Her voice changes subtly in pitch. “Paul is good at hiding things,” she says. My skin tightens with panic. It feels like she’s speaking to me directly, knowing I’d hear this. “He’s hidden an entire part of himself from public view.”
Then Laura’s voice changes again, as if she’s faced away from the recorder. “She’s the same way. Emily. They’re two peas in a pod. Because she knew. She knew about the affair, and if she didn’t know for sure it was me, she suspected. And that’s why, when the police called her to evaluate my son, she didn’t admit to knowing me, or knowing David. She didn’t inform you. Okay, she said she’d heard our names, it’s not a very big town. But that was it. She lied about her conflict of interest because she wanted to know what my son had to say. My son. And when he described a man outside his window, sitting in a car, smoking, that’s when she knew. She knew it was Paul, and that she needed to steer my son away from that. Give him something else. Someone else. Me.”
I can hardly breathe. The room seems to shrink around me, Parker and Reynolds sliding toward the bed. I can practically feel the cold steel of the handcuffs sliding over my wrists. Picture myself being walked out of the hospital and put into the back of a waiting police car.
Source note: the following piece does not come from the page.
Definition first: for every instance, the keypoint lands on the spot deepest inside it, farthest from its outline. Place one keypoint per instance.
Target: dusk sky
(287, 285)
Parker ends the playback. He returns the recording device to his pocket. For a moment, he stares into the corner, as if marshaling the right words.
You have the right to remain silent.
He shakes his head, as if mournful. Then his eyes slide to mine. “She keeps going on for a while longer, but basically — that’s the gist. Laura Bishop claims that you brainwashed her son. That the whole thing — his statement to police that he saw his mother do it — it was all you. You kind of gave him the old Jedi mind trick.”
I search Parker’s eyes. Is this a time to be joking?
He looks back at me and then at Reynolds, by the door. Parker says to Reynolds, “Fucking ex-cons, right? Doesn’t matter if they’re out, they’re still working an angle. Every time.”